Liberal studies develop certain qualities and habits of thinking. Best of all, they lead to new attitudes and insights.

One may argue that looking at sculptures and paintings may not bring about a change in one’s ability to balance the books, or to comprehend the workings of capital markets. While it is true that liberal studies do not have easily measurable effects, they do have an intrinsic influence on a person’s professional conduct and job performance. The liberal arts ultimately teach people about order, temperance, openness, compassion and inspiration — crucial elements that create a well-rounded professional and individual.

SGV & Co. has been running a Liberal Arts Program since 1999 to further enhance and balance the skills of its nearly 2,500 employees. Through their exposure to the liberal arts, SGV professionals are expected to be able to converse with their clients on other topics or disciplines besides accounting, tax or business risks. The program provides lectures, film showings, mini concerts, poetry reading and day tours to museums and other places of interest. Authorities in their respective fields are invited to share their passions in the different art and literary forms — a challenge considering an audience composed mainly of audit and tax professionals.
Participants in the Liberal Arts Program gain new insights on diverse and divergent topics — alternative medicine, classical music, Chinese philosophy, Japanese drama, architecture, television, photography, mathematics appreciation, literary criticism and so much more.

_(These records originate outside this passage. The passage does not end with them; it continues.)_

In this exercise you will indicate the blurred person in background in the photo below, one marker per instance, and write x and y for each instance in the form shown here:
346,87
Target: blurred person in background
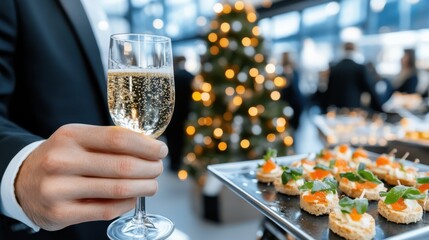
406,81
57,178
175,132
292,93
349,81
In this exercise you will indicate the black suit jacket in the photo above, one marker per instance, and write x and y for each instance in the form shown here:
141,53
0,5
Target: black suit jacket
50,74
347,81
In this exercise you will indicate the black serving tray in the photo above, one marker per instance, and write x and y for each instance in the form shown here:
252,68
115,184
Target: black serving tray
284,210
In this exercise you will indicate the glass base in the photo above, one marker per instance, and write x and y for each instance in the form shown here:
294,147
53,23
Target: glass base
155,227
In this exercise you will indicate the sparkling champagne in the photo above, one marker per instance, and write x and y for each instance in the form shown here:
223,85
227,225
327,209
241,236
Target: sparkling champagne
141,100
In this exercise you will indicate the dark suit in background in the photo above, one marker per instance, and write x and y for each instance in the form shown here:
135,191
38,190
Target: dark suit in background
50,74
347,81
175,132
409,85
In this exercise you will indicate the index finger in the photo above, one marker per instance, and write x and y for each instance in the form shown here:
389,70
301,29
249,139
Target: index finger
114,139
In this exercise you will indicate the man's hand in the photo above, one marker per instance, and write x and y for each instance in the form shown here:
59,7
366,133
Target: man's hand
86,173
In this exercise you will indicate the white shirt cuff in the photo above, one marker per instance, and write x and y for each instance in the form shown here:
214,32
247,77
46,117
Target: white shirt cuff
9,206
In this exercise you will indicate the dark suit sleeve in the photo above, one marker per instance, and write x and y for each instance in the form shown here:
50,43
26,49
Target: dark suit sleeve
12,137
369,86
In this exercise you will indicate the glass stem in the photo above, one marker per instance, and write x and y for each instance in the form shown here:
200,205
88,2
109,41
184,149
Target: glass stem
140,212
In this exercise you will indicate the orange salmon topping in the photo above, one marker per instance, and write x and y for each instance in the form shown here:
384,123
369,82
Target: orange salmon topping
424,187
308,162
340,163
355,216
366,185
319,174
327,155
343,148
317,197
382,160
399,205
396,165
268,166
360,153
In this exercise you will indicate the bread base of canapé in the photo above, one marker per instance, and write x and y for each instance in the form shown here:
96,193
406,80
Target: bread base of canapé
404,217
424,203
342,227
370,193
289,189
318,208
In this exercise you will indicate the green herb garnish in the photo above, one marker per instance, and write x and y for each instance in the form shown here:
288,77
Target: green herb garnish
327,185
323,167
397,192
361,175
423,180
347,204
291,173
271,153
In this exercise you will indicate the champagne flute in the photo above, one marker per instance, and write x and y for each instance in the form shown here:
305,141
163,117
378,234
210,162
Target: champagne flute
141,98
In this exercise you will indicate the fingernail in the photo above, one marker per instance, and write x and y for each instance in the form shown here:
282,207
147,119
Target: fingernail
163,152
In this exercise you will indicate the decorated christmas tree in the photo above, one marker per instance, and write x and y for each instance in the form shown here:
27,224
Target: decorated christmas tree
237,113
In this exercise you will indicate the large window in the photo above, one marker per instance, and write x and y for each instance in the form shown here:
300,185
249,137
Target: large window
320,19
285,25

The program is also not as esoteric as it may sound because it is designed to enrich and enhance talents in more practical terms such as wine tasting, crafts making, and even generation XYZ concerns such as a literary analysis of Harry Potter or the ethics of blogging.

What is important is that in the end, the employee gains another competence to be added to his or her skills set.

Professionals (accountants for example) work within parameters that are exact. The knowledge they already have must be adequate to aid them in their regular tasks.

However, the requirements for success are no longer that predictable as, more and more, there is need to interact with people other than one’s coworkers. It is in this interaction where an immersion in the liberal arts may spell the difference between a competent individual and a learned person.

Exposure to the liberal arts cultivates a deeper comprehension, appreciation and understanding of a wide range of subjects. It enables a person to develop opinions and ideas beyond what is predictable. It gives a person authority, confidence and credibility. It allows a person to form relevant opinion about issues that can influence others. It helps a person acquire a more holistic view of the world.

In learning more about the liberal arts, a Filipino professional becomes more attuned to what really matters in the world by taking time to appreciate what life has to offer. The liberal arts teach us not just about life, but also how to lead more meaningful lives.

(Maria L. Balmaceda is a Senior Director of SGV & Co.)

This article was originally published in the BusinessWorld newspaper. It is for general information only and is not a substitute for professional advice where the facts and circumstances warrant. The views and opinion expressed above are those of the author and do not necessarily represent the views of SGV & Co.